En certaines matières relatives aux lois de mouqtsé, les sages ont été plus sévères à l’égard du Yom tov qu’à l’égard du Chabbat, parce qu’ils ont craint que, en raison de la permission de faire des mélakhot pour les besoins alimentaires du Yom tov, les gens n’en viennent à s’autoriser des indulgences à l’égard de mélakhot qui sont, elles, interdites pendant Yom tov. Quand les gens verront donc que l’on est plus rigoureux en matière de mouqtsé, ils prendront soin de vérifier, en tout domaine de la loi, ce qui est permis le Yom tov et ce qui est interdit.

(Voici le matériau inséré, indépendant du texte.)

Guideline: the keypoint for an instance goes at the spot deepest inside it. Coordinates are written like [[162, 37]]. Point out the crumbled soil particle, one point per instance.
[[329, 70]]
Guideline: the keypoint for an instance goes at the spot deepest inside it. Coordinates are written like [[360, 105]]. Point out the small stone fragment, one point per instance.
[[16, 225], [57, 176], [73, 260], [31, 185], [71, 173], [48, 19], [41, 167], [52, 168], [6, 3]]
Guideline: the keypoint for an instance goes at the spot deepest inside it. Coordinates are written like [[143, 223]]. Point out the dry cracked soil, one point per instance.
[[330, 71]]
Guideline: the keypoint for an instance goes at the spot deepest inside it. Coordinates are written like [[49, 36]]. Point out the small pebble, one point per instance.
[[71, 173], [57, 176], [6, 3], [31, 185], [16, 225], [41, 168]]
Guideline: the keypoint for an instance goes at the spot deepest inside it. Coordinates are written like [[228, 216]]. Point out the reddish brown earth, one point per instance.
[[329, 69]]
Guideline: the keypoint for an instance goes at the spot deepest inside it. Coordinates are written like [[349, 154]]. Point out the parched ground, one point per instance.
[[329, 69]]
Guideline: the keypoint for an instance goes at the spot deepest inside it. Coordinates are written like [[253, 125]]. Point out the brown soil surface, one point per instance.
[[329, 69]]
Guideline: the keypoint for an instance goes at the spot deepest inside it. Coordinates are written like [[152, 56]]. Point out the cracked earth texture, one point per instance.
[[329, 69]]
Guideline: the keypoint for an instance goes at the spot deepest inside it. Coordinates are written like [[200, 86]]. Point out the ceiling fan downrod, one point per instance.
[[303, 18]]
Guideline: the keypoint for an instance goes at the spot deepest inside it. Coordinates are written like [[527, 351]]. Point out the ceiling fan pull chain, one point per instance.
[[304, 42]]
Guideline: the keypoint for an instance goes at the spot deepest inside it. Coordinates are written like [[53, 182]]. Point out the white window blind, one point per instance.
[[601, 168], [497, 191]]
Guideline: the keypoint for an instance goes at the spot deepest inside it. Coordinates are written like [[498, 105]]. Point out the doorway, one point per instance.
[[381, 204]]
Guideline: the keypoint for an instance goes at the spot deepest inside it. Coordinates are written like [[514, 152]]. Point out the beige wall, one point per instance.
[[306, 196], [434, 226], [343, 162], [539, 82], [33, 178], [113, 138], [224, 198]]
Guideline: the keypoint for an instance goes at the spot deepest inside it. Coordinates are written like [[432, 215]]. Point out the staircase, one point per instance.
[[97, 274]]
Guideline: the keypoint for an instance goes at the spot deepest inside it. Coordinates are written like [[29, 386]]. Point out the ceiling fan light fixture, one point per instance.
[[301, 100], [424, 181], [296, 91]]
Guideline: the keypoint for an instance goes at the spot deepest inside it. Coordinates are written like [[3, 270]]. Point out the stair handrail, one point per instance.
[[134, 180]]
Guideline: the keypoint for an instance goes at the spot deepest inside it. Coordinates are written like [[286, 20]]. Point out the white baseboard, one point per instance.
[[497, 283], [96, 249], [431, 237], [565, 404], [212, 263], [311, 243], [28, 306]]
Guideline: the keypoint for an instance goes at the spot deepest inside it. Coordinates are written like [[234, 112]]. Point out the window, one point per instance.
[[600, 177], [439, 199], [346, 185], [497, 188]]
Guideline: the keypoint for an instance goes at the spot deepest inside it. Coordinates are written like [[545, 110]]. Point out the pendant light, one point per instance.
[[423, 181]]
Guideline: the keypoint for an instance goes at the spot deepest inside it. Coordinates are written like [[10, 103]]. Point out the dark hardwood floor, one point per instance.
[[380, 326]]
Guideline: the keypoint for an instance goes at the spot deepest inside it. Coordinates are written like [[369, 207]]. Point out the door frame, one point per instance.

Il est admis, en halakha, que lorsque le mouqtsé est une chose « née » (nolad) pendant Chabbat, son statut est plus rigoureux. En d’autres termes, quand une chose est une pure création sabbatique, comme de la cendre de bûches qui ont brûlé pendant Chabbat, cette chose est mouqtsé, à l’égard du Chabbat comme du Yom tov (Choul’han ‘Aroukh 498, 15, Michna Beroura 77). Mais quand la chose « née » ne peut être considérée comme entièrement nouvelle, cette chose n’est pas mouqtsé le Chabbat ; ainsi, par exemple, d’os qui restent après que l’on a consommé de la viande, puisqu’ils conviennent encore à l’alimentation d’animaux. Le Yom tov, par contre, ces os seront mouqtsé, puisque, d’un certain point de vue, ils sont une création du jour. En effet, auparavant, la viande était préparée pour l’alimentation humaine, les os étant inclus en elle et lui étant accessoires ; tandis que, après que la viande a été mangée, une chose nouvelle est apparue : des os convenant à l’alimentation d’animaux (Michna Beroura 495, 17). Par conséquent, il est permis, le Chabbat, de déplacer les os restants après la consommation de la viande, et tel est l’usage de nombreuses personnes que de déplacer ces os afin de les donner aux chiens ou aux chats. Mais le Yom tov, ces os sont mouqtsé ; il est dès lors interdit de les déplacer et de les donner aux animaux. Toutefois, il est permis de les ôter de la table, de même qu’il est permis d’ôter des épluchures, ou toute chose qui dérange l’homme[8].

Mais les Richonim sont partagés quant au fait de savoir à quel point on est plus rigoureux le Yom tov. Certains disent que ce n’est qu’à l’égard d’un mouqtsé « né » pendant Yom tov que l’on est rigoureux (Roch, Rama). D’autres estiment que la rigueur de Yom tov inclut toutes les choses que, d’un côté, l’homme n’a pas exclues entièrement de sa pensée, et que, de l’autre, il n’avait pas prévu d’utiliser. Le Chabbat, elles ne sont pas mouqtsé, puisqu’on ne les a pas mises à l’écart de sa pensée ; mais le Yom tov, où l’on est plus sévère, elles sont mouqtsé, puisqu’on n’y avait pas pensé spécialement (Rif, Maïmonide, Choul’han ‘Aroukh 495, 4).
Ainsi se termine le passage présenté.